Al-Mainuki was born in 1982 in Mainok, or Mainuki, a village in Nigeria’s northeastern Borno, the heart of an insurgency crisis following the formation of the Boko Haram militant group around 2009.
He became one of the key commanders of ISWAP following its split from Boko Haram, and was a deputy to Abu Musab al-Barnawi, the ISWAP leader who was reported to have died in 2021.
A Nigerian military spokesperson said he was a “key ISIS operational and strategic figure” who was central to the group’s media operations, finances and weapons development.

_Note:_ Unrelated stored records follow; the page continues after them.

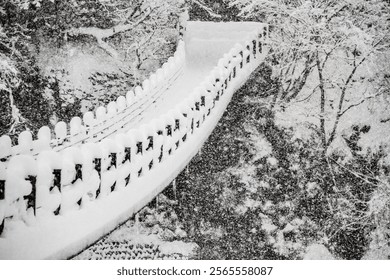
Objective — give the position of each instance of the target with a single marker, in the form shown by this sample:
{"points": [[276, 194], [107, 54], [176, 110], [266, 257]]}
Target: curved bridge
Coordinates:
{"points": [[61, 192]]}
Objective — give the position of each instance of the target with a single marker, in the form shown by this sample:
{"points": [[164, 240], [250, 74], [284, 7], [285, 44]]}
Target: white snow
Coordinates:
{"points": [[82, 222]]}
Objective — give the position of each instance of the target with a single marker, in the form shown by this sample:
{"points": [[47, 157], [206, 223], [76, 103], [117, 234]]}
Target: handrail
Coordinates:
{"points": [[106, 161]]}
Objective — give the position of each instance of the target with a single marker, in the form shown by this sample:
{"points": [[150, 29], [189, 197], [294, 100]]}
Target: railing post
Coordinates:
{"points": [[174, 189], [31, 198], [79, 175], [113, 164], [98, 168], [2, 197], [127, 158], [56, 184]]}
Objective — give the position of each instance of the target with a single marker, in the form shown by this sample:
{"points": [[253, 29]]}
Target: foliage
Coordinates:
{"points": [[29, 27], [325, 50]]}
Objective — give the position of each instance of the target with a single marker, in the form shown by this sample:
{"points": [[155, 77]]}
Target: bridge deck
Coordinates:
{"points": [[206, 43]]}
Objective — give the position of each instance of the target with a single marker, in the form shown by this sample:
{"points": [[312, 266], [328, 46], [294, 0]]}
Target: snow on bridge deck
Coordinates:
{"points": [[51, 223], [206, 43]]}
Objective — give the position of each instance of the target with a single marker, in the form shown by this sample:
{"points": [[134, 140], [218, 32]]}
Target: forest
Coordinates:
{"points": [[308, 163]]}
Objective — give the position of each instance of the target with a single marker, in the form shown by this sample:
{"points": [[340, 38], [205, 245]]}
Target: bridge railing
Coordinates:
{"points": [[56, 181]]}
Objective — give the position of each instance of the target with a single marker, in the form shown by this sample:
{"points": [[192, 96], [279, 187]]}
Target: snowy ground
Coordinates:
{"points": [[155, 233]]}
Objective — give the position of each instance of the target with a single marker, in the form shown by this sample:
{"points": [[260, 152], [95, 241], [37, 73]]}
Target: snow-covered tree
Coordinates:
{"points": [[327, 50]]}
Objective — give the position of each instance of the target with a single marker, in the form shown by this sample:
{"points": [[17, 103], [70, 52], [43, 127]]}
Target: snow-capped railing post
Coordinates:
{"points": [[31, 198], [113, 164], [2, 205], [56, 184], [98, 167]]}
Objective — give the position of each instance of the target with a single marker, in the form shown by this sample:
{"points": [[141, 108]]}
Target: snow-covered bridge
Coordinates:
{"points": [[64, 190]]}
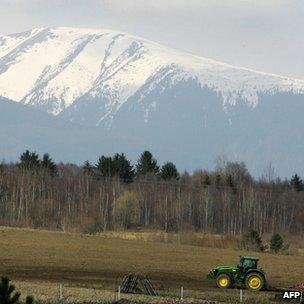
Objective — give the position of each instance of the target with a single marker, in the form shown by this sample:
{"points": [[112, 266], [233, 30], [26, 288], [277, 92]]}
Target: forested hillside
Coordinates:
{"points": [[114, 194]]}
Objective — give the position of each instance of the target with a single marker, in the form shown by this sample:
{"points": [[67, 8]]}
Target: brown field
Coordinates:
{"points": [[92, 264]]}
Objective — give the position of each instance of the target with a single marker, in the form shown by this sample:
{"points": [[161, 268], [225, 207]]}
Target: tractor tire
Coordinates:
{"points": [[254, 281], [223, 281]]}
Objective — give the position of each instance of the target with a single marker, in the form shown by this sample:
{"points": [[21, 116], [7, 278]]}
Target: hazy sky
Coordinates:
{"points": [[266, 35]]}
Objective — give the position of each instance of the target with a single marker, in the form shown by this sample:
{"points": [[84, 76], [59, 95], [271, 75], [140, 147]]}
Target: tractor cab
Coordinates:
{"points": [[247, 262]]}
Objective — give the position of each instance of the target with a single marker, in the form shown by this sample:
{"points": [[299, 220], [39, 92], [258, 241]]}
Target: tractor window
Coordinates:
{"points": [[248, 264]]}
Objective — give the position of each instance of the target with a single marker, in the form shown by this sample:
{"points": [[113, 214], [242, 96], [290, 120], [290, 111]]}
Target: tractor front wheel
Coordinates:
{"points": [[254, 281], [223, 281]]}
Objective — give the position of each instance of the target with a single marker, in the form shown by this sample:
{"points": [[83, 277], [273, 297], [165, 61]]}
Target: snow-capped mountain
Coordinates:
{"points": [[164, 98], [52, 67]]}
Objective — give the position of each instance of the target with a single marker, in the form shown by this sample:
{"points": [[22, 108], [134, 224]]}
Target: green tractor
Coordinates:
{"points": [[246, 274]]}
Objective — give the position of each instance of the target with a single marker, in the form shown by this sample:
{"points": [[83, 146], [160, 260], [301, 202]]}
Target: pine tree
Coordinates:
{"points": [[276, 243], [29, 161], [146, 164], [87, 168], [105, 167], [206, 181], [169, 171], [297, 183], [48, 165], [123, 168]]}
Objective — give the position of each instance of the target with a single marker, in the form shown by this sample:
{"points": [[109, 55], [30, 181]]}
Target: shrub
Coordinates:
{"points": [[276, 243], [8, 295]]}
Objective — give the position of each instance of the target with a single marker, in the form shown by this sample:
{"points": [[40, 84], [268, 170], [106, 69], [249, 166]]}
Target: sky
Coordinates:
{"points": [[265, 35]]}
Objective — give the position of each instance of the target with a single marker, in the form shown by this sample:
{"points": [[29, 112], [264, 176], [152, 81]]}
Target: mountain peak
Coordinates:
{"points": [[62, 64]]}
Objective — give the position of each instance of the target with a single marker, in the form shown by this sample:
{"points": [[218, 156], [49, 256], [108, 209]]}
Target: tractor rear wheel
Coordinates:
{"points": [[223, 281], [254, 281]]}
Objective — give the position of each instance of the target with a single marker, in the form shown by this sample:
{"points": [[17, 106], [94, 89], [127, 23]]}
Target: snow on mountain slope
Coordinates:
{"points": [[52, 67]]}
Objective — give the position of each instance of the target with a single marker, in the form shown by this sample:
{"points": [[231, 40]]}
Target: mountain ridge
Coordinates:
{"points": [[114, 64], [121, 93]]}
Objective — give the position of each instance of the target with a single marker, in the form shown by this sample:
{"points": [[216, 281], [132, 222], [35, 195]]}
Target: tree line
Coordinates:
{"points": [[114, 194]]}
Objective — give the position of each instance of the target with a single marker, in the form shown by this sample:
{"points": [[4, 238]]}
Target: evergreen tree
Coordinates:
{"points": [[276, 243], [87, 168], [146, 164], [48, 165], [123, 168], [206, 181], [231, 184], [169, 171], [29, 161], [105, 167], [297, 183]]}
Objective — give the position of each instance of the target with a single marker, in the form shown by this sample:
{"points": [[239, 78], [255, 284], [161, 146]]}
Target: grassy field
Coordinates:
{"points": [[92, 264]]}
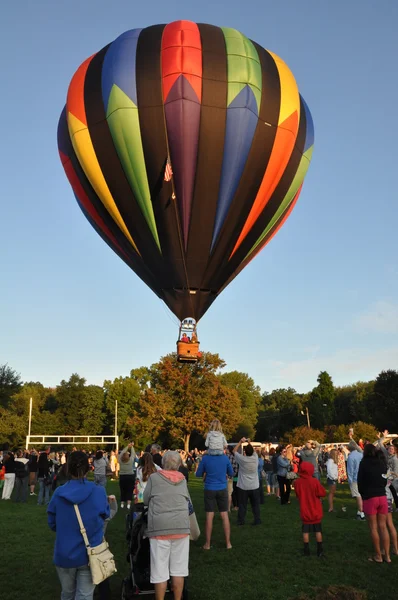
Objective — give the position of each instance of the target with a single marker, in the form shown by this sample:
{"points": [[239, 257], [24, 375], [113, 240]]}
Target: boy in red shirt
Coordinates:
{"points": [[309, 493]]}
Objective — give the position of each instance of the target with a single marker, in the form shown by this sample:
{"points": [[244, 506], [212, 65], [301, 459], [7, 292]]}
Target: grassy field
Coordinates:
{"points": [[265, 561]]}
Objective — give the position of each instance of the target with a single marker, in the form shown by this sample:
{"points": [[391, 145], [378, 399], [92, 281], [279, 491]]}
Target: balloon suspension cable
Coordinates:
{"points": [[174, 202]]}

The military also said that recent intelligence indicated he might have been appointed as “Head of the General Directorate of States,” making him second-in-command within the global IS hierarchy, a claim also made by Trump but disputed by some analysts.
In 2023, the U.S. Department of State listed him as a “Specially Designated Global Terrorist.”
The Nigerian government acknowledged that U.S. intelligence and cooperation were key to the operation. It was a significant development after the countries’ relations reached their nadir last year, when Trump accused the government of the West African nation of “Christian genocide.”
The government repeatedly denied the persecution of Christians and engaged the U.S. government, leading to military cooperation. In February, the U.S. sent troops to Nigeria after an airstrike targeted IS last December.
Government officials had previously said U.S. troops were restricted to advisory and training roles, but this weekend’s operation marks a new phase, according to analysts.
“It would demonstrate to them (militants) that the American-Nigerian operation has really picked up,” Bulama Burkati, a security analyst on sub-Saharan Africa, said.
“We know the Nigerian forces lack the basic capacity to fight violent extremist groups, especially in places like the Lake Chad region, which is densely forested.”
Several armed groups operate in the resource-rich four-country Lake Chad region, funding their operations by taxing local communities. The region’s landscape provides adequate cover for the groups to avoid military strikes.